Je ne le quitte jamais.
Mon chariot, je l’ai trouvé au supermarché puis je l’ai décoré.
Orné d’objets improbables, mon chariot est incroyable.
Je le vois bien, tout le monde l’observe.
Chacun de ses objets ont été choisis minutieusement. Ils ont tous été trouvés à des moments clés. Il représente chacun à leur tour mon voyage et ma volonté d’avoir voulu avancer de manière indépendante et autonome.
Je suis parti lors d’une belle nuit d’été. Je vivais dans des contrées lointaines et ensoleillées. J’appartenais à une élite. J’étais un homme respecté. J’avais également un jumeau. Né légèrement avant moi, il avait dû reprendre l’entreprise familiale.
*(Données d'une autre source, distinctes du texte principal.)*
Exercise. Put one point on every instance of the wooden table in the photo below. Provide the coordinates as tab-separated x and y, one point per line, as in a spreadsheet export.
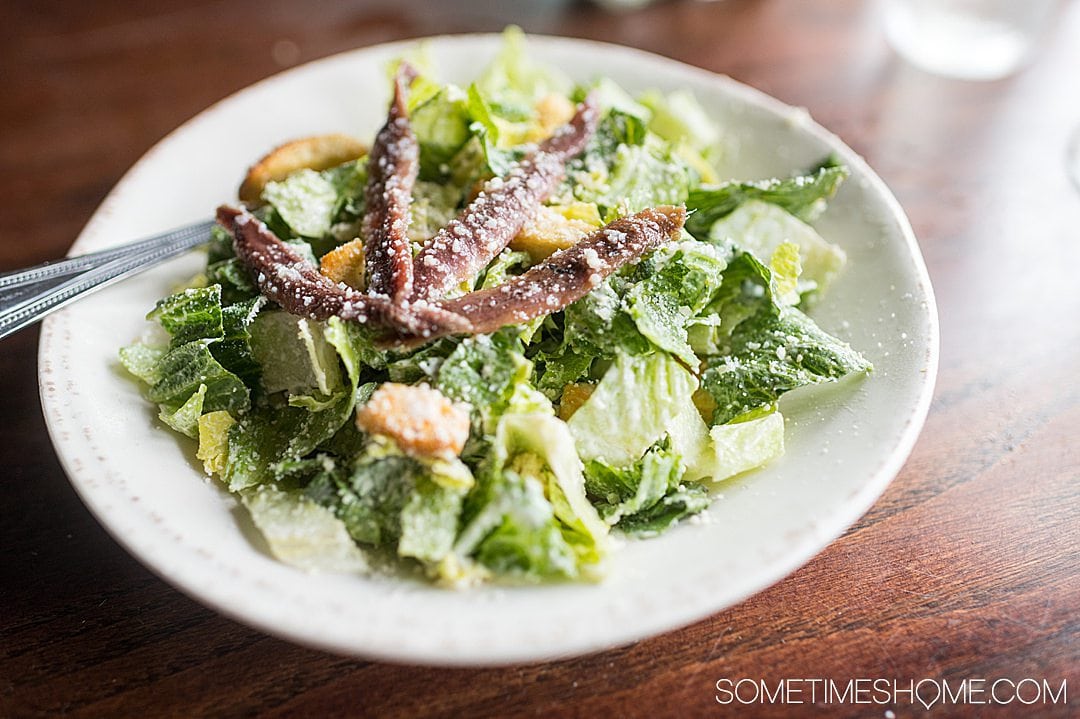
968	567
C’était la règle.
Dans la famille, j’étais vu comme l’agité et le fantaisiste. Cette image me collait à la peau. Peu importe où j’allais, j’étais mis dans une case. Toute ma personnalité s’était façonnée par le biais de cette image. Comme mon frère était l’adulé, je m’étais éduqué seul. Je cherchais en vain à faire les choses bien. Je ne savais jamais par quel bout m’y prendre. Mes projets n’étaient jamais pris au sérieux. En somme, plus je grandissais, plus j’avais de la difficulté à assumer ces débordements. Las d’avoir toujours quelque chose à prouver, je suis parti à la rencontre de ma personne. C’est un soir d’été, au vent doux et chaud que j’ai commencé le périple de ma vie.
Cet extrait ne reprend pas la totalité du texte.